From both Judaic and non-Judaic philosophy, we know the value of an open mind, the significance of respect for others and the importance of knowledge. Without these elements, we are incomplete human beings.
Hillel, when challenged to explain the Torah while standing on one foot, said, "That which is hateful to you, do not do to others. That is the whole of Torah; the rest is commentary; go and learn."
Montaigne, an influential 16th century French Renaissance writer, expressed his belief that it is not possible to achieve absolute certainty, adopting as his motto, "What do I know?"
One of the beauties of Judaism is its questioning nature. A keystone of our religious heritage is that arguing about actions, beliefs and even tradition is legitimate. But what happens when we apply our heritage to how our political discourse is conducted? Would Hillel be impressed with the quality of the dialogue used when it comes to deciding how we govern our nation?
John Locke, the 17th century English philosopher, said the mind at birth is a blank slate — tabula rasa — and that knowledge is solely determined by experience. Oscar Hammerstein II perhaps summed it up best in a song from South Pacific when he wrote the words: "You've got to be taught to hate and fear."
An open mind does not require compromising values. It does mean, however, listening to and understanding the arguments of those with whom we might disagree. Too often, those who seek our votes tear down the ideas of others, rather than explain their own. Why do they do it? Why, for example, are campaign ads and political discourse so negative? Because it works! At best, we hear empty slogans instead of meaningful explanations. Why do we, as Jews, with our heritage of critical analysis of everything, accept this behavior?
Demagogues — whether they be Hugo Chavez, Fidel Castro or Mahmoud Ahmadinejad — thrive on class warfare and public ignorance. To ensure that our republic remains intact for our children and grandchildren means obtaining and evaluating facts, not opinions — even if we do not particularly like the conclusions that result.
Knowledge requires the investment of time. How many voters understand the rules by which our government functions? Do they know, for example, that all tax legislation must originate in the House of Representatives and that although the president proposes a budget annually, Congress, not the president, determines how much money we spend?
As a nation, we have multiple crises facing us. Here are a few:
· Iran has accelerated its enrichment of bomb-grade uranium. The United Nations International Atomic Energy Agency has stated that Tehran is developing a triggering device for a nuclear weapon.
· Medicare is estimated to run out of money in 12 years. And Social Security is not far behind, going bankrupt in less than 21 years, three years sooner than last year's projection.
· Our unemployment rate is over 8 percent — and if we included those who have given up looking for a job or can find only part-time work, the number would be close to 15 percent.
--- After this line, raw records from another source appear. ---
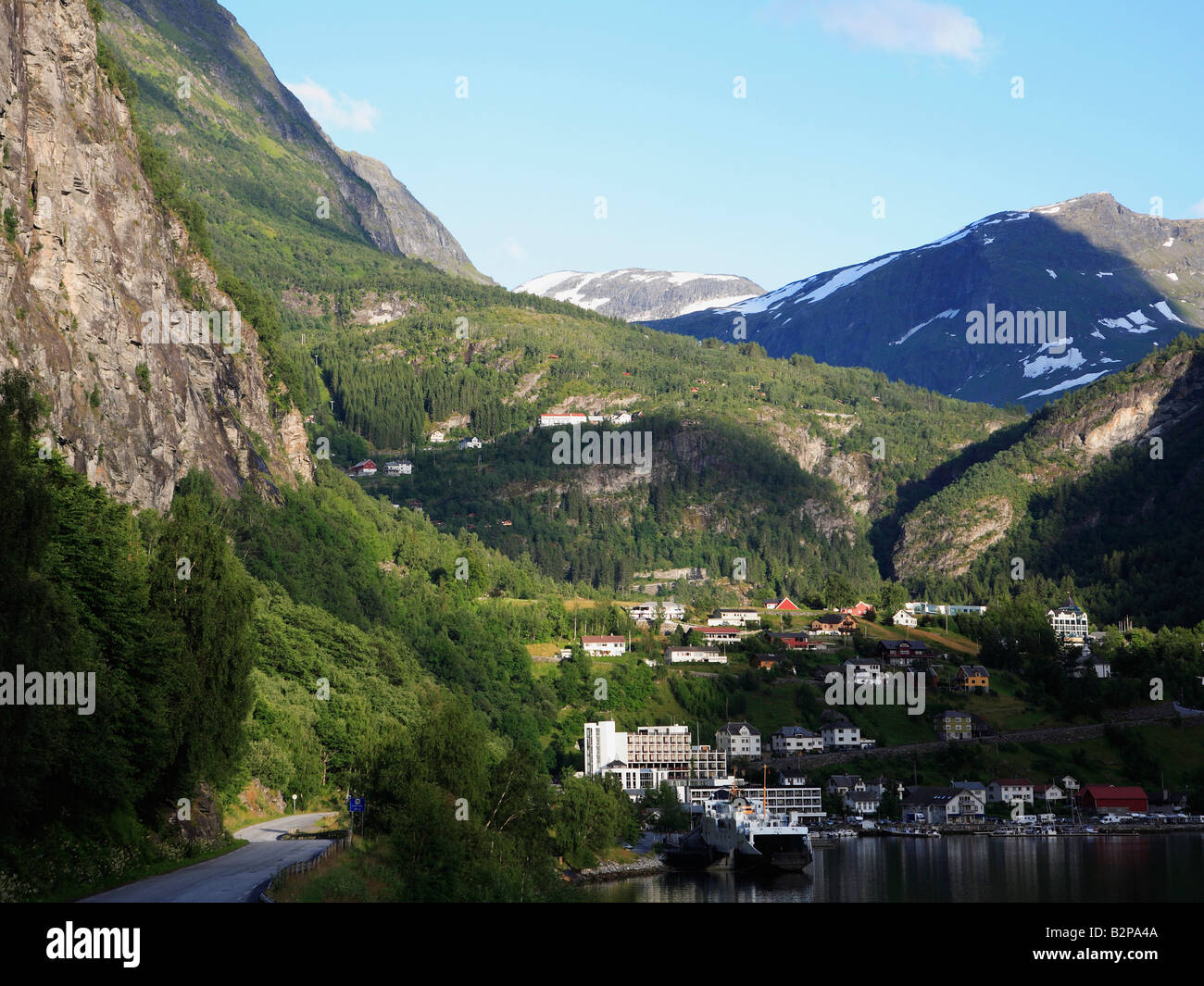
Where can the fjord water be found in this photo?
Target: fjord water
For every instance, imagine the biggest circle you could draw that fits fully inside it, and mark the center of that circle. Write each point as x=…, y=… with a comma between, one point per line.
x=963, y=868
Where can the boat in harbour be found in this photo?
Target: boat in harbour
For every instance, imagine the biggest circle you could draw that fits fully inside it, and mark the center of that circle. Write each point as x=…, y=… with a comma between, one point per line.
x=735, y=833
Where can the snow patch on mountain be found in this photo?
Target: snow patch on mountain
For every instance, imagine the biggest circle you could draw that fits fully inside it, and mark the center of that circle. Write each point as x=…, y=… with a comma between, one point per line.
x=1064, y=385
x=1043, y=364
x=947, y=313
x=1166, y=312
x=641, y=295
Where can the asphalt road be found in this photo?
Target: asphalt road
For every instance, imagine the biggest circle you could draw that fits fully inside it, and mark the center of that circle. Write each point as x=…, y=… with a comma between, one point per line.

· The United States is borrowing over $1.2 trillion a year. For those of you who, like me, may not be able to relate to $1.2 trillion, it is equivalent to over $3 billion of borrowing a day, or more than $2 million per minute, 24/7, 365 days a year.
And those are only some of the big crises. There are a myriad of other problems that get scant attention in the media.
As when we study Torah, a refusal to identify issues, gather knowledge concerning them and then thoughtfully evaluate all points of view are the components of a lazy mind.
If we do not insist that our current and would-be leaders present solutions, instead of criticisms — and if we, ourselves, do not face our national problems with an open mind, respect for the views of others with whom we may disagree and a commitment to knowledge — our challenges will consume both us and those whom we love.
And that unquestionably would not be in keeping with the values of our Jewish heritage.
Robert M. Rubin of Huntingdon Valley is a retired senior executive of an international chemical company, an author and public speaker, who has served on multiple civic boards.